M. S. Ingersoll was educated in the public schools of Missouri and as a young man homesteaded land in South Dakota. As one of the pioneer farmers of that region he endured many hardships but eventually converted the virgin soil into a rich and productive tract. In 1905 he disposed of his property in South Dakota and went to Texas, spending two years in the Lone Star state. He next came to Washington and embarked in the fishing business in Seattle, owning a purse seine boat. He was thus engaged from 1913 until 1919 and then came to Whatcom county, purchasing the old Wilcox homestead in Lawrence township. It was taken up as a homestead nearly a half century ago and contains eighty acres of land. The house and barn are still standing and the latter is made of split cedar boards. The house is well preserved and is constructed of twenty-seven inch face cedar logs, hand hewed on four sides, presenting an interesting landmark of the early days. Mr. Ingersoll has a large poultry ranch and also operates a dairy. He has made a close study of these industries and owes his success to well formulated plans and scientific methods.
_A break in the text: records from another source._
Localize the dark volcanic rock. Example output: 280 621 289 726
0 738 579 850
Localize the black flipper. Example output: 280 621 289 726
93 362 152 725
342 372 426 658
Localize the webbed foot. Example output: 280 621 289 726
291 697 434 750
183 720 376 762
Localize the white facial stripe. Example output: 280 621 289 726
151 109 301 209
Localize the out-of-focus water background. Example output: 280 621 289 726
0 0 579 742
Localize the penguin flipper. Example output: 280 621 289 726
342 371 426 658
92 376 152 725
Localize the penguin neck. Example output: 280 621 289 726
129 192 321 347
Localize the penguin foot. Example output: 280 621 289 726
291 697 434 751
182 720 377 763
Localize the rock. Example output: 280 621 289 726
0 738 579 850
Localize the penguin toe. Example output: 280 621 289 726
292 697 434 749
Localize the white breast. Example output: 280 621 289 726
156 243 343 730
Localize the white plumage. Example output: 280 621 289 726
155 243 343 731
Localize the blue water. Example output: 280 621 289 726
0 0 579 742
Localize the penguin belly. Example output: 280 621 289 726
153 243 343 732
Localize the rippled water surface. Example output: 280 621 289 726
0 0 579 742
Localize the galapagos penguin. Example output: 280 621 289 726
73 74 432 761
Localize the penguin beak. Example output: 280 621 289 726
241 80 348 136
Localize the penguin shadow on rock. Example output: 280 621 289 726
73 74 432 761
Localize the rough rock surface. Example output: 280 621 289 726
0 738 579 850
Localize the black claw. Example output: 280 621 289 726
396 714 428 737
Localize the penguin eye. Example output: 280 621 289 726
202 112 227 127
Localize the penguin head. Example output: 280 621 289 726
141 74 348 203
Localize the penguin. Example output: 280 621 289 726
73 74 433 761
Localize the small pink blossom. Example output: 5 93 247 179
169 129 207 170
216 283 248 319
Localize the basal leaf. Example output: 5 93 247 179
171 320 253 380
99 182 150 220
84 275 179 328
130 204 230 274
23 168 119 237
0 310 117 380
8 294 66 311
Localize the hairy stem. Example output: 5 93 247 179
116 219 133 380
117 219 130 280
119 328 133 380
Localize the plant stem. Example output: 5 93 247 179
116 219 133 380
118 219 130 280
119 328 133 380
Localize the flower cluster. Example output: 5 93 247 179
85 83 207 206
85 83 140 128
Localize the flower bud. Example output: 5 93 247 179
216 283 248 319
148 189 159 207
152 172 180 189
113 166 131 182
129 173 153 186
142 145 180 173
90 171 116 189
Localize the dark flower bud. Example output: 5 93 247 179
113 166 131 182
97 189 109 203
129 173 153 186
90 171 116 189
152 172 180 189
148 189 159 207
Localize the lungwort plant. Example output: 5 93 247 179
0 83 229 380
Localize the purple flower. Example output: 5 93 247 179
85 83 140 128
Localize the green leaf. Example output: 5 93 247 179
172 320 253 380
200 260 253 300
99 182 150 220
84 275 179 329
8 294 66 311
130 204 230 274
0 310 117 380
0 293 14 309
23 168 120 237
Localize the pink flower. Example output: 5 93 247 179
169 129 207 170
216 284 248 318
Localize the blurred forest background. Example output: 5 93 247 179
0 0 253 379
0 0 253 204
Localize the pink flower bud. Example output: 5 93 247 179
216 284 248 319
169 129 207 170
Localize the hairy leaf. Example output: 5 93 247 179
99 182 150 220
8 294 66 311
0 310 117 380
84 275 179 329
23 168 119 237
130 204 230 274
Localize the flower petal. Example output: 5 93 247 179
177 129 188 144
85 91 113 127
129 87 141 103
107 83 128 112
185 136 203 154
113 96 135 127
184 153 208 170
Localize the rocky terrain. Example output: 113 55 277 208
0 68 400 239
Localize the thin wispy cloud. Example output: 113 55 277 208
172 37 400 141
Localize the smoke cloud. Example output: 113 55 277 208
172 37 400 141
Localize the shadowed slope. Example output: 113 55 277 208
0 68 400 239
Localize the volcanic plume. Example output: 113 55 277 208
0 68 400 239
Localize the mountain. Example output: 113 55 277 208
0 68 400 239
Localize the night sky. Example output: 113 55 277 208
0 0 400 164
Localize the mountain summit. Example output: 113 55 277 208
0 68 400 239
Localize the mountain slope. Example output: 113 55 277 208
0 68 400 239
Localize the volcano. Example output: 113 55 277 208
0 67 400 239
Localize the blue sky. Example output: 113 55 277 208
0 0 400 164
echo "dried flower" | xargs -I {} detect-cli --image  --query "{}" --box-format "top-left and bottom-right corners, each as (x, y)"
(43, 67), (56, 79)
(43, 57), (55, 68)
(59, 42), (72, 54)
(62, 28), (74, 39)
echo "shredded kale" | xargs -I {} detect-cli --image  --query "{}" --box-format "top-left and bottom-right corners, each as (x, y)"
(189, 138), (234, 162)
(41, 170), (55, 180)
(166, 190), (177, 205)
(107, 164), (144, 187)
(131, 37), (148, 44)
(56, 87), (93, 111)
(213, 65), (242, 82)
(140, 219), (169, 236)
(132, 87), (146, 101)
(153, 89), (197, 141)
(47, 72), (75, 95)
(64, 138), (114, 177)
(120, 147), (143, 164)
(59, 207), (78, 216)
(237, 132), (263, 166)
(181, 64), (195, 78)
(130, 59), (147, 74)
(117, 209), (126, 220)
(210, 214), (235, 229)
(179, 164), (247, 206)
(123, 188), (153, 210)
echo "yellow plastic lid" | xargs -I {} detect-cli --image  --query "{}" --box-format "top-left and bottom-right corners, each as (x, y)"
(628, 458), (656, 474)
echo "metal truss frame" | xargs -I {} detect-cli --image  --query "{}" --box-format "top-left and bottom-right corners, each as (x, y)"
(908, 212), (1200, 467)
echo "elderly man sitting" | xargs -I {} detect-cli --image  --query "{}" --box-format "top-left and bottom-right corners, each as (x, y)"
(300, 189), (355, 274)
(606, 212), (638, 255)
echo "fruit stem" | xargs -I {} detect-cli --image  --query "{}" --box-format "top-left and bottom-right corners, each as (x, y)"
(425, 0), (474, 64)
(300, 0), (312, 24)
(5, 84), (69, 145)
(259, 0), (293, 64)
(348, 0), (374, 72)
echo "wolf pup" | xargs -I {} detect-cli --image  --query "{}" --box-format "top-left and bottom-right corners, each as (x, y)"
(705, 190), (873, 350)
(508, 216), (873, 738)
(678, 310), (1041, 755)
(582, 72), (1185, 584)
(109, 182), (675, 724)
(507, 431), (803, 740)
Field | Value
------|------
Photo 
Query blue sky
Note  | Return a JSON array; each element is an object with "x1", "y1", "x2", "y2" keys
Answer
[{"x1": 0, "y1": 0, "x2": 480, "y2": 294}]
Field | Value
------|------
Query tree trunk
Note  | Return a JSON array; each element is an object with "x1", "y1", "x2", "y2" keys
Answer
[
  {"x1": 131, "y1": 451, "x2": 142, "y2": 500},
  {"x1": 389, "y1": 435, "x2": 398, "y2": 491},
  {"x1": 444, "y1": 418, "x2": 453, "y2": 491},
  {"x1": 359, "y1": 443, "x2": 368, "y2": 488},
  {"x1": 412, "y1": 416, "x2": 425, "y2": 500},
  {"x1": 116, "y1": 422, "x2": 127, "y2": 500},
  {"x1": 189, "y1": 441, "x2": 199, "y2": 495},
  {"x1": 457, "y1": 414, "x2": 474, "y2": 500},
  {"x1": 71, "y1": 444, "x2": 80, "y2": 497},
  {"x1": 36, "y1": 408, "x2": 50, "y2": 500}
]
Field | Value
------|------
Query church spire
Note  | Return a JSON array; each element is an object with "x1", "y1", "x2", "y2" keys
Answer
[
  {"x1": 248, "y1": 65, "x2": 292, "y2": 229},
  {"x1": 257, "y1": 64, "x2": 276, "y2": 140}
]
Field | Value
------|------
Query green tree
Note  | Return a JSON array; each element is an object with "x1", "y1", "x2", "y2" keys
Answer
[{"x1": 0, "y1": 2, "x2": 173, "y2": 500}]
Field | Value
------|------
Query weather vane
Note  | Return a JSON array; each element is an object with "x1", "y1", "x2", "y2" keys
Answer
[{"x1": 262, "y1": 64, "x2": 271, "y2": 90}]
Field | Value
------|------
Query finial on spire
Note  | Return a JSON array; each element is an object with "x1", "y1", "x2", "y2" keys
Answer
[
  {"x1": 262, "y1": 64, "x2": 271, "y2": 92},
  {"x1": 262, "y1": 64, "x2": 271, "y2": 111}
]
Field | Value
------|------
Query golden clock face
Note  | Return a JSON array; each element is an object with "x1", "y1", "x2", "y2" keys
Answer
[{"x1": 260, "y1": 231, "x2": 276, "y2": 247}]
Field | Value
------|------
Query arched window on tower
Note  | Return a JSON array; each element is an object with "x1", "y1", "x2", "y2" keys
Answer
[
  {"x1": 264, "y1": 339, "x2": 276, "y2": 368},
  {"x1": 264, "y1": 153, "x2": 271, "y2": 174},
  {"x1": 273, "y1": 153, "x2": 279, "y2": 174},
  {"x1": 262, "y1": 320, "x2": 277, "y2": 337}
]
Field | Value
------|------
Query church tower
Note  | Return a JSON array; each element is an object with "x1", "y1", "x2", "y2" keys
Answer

In 1884 Mr. Ingersoll married Miss Cora Knickerbocker, also a native of Fillmore, Missouri, and four children were born to them: Fred T., who is married and lives in Seattle, Washington; Chauncey C., at home; Harry M., who operates a ranch near the Wilcox homestead and has a wife and three children; and John Francis, known as Frank, who is also married. Mr. Ingersoll is a Mason and belongs to the Whatcom County Associations of Dairymen and Poultrymen, while he is also connected with the Cooperative Hatchery. He follows an independent course in politics, voting according to the dictates of his judgment, and his public spirit has led to his service on the school board. In the training school of life he has learned many valuable lessons, profiting by each experience, and he is now enjoying that prosperity which is the reward of honest labor.